Massacre balance sheet of ISIS-Al Nusra in Syria: 4,563

The Syrian Network for Human Rights (SNHR) has issued a report on the toll of Syrian victims killed by extremist groups in Syria.

The Syrian Network for Human Rights (SNHR) has issued a report on the toll of Syrian victims killed by extremist groups in Syria. According to the figures of SNHR, ISIS has killed 4,197 people since the foundation of the organisation, while the death toll reaches to 4,563 when the killings carried by Al-Nusra are added to the figures. Those killed by AL-Nusra groups were mostly civilians.

The report says 1,506 of those killed by the extremists were civilians, including 219 children and 213 women, while 3,057 were armed individuals.

According to the report ISIS has killed 1,231 civilians including 174 children and 163 women in Syria. The distribution of the death toll of the civilians according to the Syrian provinces is as follows: Aleppo, 479, including 66 children and 61 women: Deyr ez-Zor, 233, including 25 children and 21 women, Haseke, 143, including 36 children and 31 women.

SNHR further reported that ISIS has killed 2,966 armed individuals, including 152 persons in Deyr ez-Zor, 110 in Aleppo, 237 in Idlib and 138 in Raqqa.

The report states that Al Nusra groups mostly killed civilians, a total of 275 persons, while 82 of those, including 6 children and 20 women, were killed in Hama, 53, including 14 children, 12 women in Homs, 38, including 3 children and 48 women in Idlib.

Al Nusra killed 91 armed individuals according to the report of SNHR. The distribution of the death toll of armed individuals killed by Al-Nusra according to the Syrian provinces is: 33 in Aleppo; 28 in Idlib and 10 in rural areas of Damascus.

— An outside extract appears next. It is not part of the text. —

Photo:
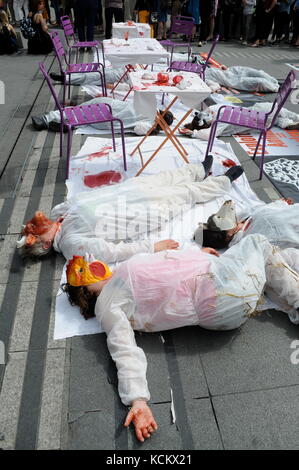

The report of the SNHR ends with the following conclusion:  “SNHR believes that from the documented events that there are strong grounds to consider the killings practiced by the extremist groups amount to crimes against humanity, according to Article VII of the Rome Statute, as these groups have violated international humanitarian law through indiscriminate shelling, and by executions of prisoners, and these constitute war crimes, in addition to the shelling causing damage to civilian property”.